Shortstops who run with the wolves, painted eggs that reveal deeply disturbing meanings, long-dead Hall of Famers who miraculously return to the game, an Iowa minor-league town with a secret conspiracy: these are the elements from which W. P. Kinsella weaves nine fabulous stories about the magical world of baseball.
From the dugouts, clubhouses, bedrooms, and barrooms to the interior worlds of hope and despair, these eerie stories present the absurdities of human relationships and reveal the writer’s special genius for touching the heart.

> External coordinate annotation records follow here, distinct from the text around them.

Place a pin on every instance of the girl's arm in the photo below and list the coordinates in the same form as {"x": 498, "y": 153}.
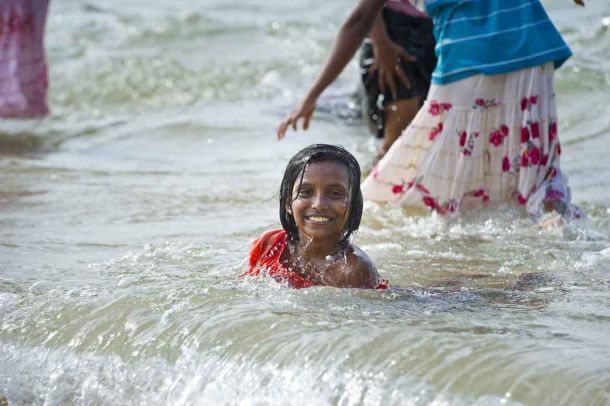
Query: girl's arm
{"x": 350, "y": 37}
{"x": 387, "y": 58}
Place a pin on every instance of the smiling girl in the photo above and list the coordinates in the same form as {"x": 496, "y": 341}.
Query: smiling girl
{"x": 320, "y": 208}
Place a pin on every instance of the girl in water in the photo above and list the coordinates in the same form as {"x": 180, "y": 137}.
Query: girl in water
{"x": 488, "y": 129}
{"x": 320, "y": 208}
{"x": 23, "y": 68}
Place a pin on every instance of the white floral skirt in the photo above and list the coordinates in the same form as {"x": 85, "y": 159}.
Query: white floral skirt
{"x": 479, "y": 140}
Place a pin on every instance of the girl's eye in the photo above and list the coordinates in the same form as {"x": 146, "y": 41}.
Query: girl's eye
{"x": 305, "y": 192}
{"x": 337, "y": 194}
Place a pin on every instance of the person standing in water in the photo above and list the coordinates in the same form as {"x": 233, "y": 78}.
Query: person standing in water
{"x": 488, "y": 129}
{"x": 396, "y": 64}
{"x": 23, "y": 68}
{"x": 320, "y": 208}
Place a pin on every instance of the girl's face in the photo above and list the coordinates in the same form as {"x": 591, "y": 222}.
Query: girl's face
{"x": 320, "y": 206}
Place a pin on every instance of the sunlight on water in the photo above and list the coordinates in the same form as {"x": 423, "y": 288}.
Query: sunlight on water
{"x": 126, "y": 217}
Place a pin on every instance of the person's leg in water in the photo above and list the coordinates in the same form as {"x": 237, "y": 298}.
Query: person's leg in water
{"x": 396, "y": 66}
{"x": 397, "y": 116}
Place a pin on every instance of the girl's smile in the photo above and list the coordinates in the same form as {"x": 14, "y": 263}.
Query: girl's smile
{"x": 320, "y": 201}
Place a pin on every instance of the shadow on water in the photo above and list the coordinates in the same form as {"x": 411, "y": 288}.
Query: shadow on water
{"x": 23, "y": 143}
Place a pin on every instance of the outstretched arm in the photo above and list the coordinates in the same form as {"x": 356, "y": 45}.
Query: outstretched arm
{"x": 350, "y": 37}
{"x": 388, "y": 56}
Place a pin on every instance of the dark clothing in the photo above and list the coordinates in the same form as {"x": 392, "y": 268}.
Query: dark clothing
{"x": 415, "y": 35}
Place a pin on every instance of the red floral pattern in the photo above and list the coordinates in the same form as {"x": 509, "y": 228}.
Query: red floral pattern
{"x": 435, "y": 131}
{"x": 537, "y": 151}
{"x": 482, "y": 104}
{"x": 435, "y": 108}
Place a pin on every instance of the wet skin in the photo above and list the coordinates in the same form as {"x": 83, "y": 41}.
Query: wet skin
{"x": 320, "y": 208}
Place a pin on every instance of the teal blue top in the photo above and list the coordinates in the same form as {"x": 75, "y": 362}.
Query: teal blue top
{"x": 492, "y": 37}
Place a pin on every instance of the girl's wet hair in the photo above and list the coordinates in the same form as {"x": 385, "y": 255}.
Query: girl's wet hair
{"x": 296, "y": 168}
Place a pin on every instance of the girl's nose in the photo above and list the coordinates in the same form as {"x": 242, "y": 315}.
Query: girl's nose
{"x": 319, "y": 201}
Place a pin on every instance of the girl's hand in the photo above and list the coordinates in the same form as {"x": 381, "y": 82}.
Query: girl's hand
{"x": 304, "y": 111}
{"x": 388, "y": 58}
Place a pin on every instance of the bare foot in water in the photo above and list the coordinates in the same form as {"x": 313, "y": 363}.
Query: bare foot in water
{"x": 550, "y": 220}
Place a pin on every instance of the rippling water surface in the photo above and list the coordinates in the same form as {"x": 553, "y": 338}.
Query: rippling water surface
{"x": 126, "y": 215}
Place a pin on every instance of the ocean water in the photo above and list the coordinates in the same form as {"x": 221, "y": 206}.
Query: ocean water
{"x": 127, "y": 214}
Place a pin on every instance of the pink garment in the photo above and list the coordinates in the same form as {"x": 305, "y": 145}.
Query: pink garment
{"x": 23, "y": 69}
{"x": 406, "y": 7}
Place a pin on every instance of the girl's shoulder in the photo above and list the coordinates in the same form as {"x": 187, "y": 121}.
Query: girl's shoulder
{"x": 267, "y": 243}
{"x": 359, "y": 270}
{"x": 270, "y": 238}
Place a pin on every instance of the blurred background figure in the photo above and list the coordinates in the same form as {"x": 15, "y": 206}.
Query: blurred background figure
{"x": 396, "y": 63}
{"x": 23, "y": 69}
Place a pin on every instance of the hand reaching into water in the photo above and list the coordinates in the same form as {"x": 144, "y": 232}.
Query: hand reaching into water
{"x": 350, "y": 36}
{"x": 304, "y": 111}
{"x": 388, "y": 58}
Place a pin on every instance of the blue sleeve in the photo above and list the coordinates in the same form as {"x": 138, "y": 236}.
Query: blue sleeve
{"x": 433, "y": 6}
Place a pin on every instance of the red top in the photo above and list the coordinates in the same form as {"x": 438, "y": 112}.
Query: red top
{"x": 265, "y": 254}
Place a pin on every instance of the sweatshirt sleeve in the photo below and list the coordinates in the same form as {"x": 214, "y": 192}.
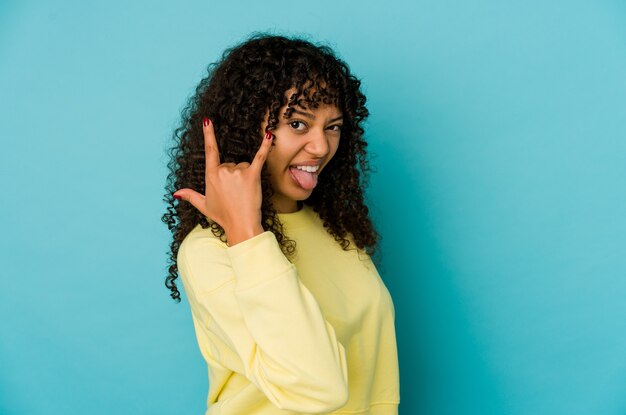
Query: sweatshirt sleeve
{"x": 256, "y": 304}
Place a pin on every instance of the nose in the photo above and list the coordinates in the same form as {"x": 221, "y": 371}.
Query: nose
{"x": 317, "y": 144}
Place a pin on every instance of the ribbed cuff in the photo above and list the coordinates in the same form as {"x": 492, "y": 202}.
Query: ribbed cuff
{"x": 257, "y": 260}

“His short stories about baseball are wistful things of beauty which serve to remind us how the game should feel—the innate glory of a diamond etched in the minds of Americans.” —Calgary Sun
“[Kinsella] uses baseball . . . as a familiar starting place for exploring, with pinpoint control, the human psyche.” —Booklist
“Stories that read like lightning and tantalize the reader with fascinating scenarios.” —Publishers Weekly
PUBLISHERS WEEKLY
Once again blending magical and spiritual themes with a baseball setting, Kinsella (Shoeless Joe; Box Socials) takes a light, breezy approach in this mildly satisfying but somewhat redundant collection of nine tales. The plot pattern is remarkably similar from story to story, beginning with the introduction of a seemingly incredible, silly or trivial anomaly that often conceals a darker conflict. A gentle spoof of magical realism, ``The Baseball Wolf,'' raises the issue of our animal nature through a slick-fielding shortstop in an obscure Latin-American league who tries to jump-start his career by undergoing a mystical lupine transformation. The title story follows a parallel trail, introducing an ominous, barely known Iowa minor league that actually functions as a vehicle for repopulating the dying farm towns in the region. ``Eggs'' deals more directly with a serious theme, its protagonist a pitcher who struggles with rural isolation when the loss of his fastball forces premature retirement to his opulent Alberta home and a wife who is unsympathetic to his desire to return to the game. Kinsella clearly is steeped in his sports motif, churning out stories that read like lightning and tantalize the reader with fascinating scenarios. But, like a meal that consists of nothing but appetizers, the similarity of tone and structure ultimately becomes tiresome, and Kinsella's reluctance to plumb the depths of his characters' struggles may leave readers hungering for some meatier material.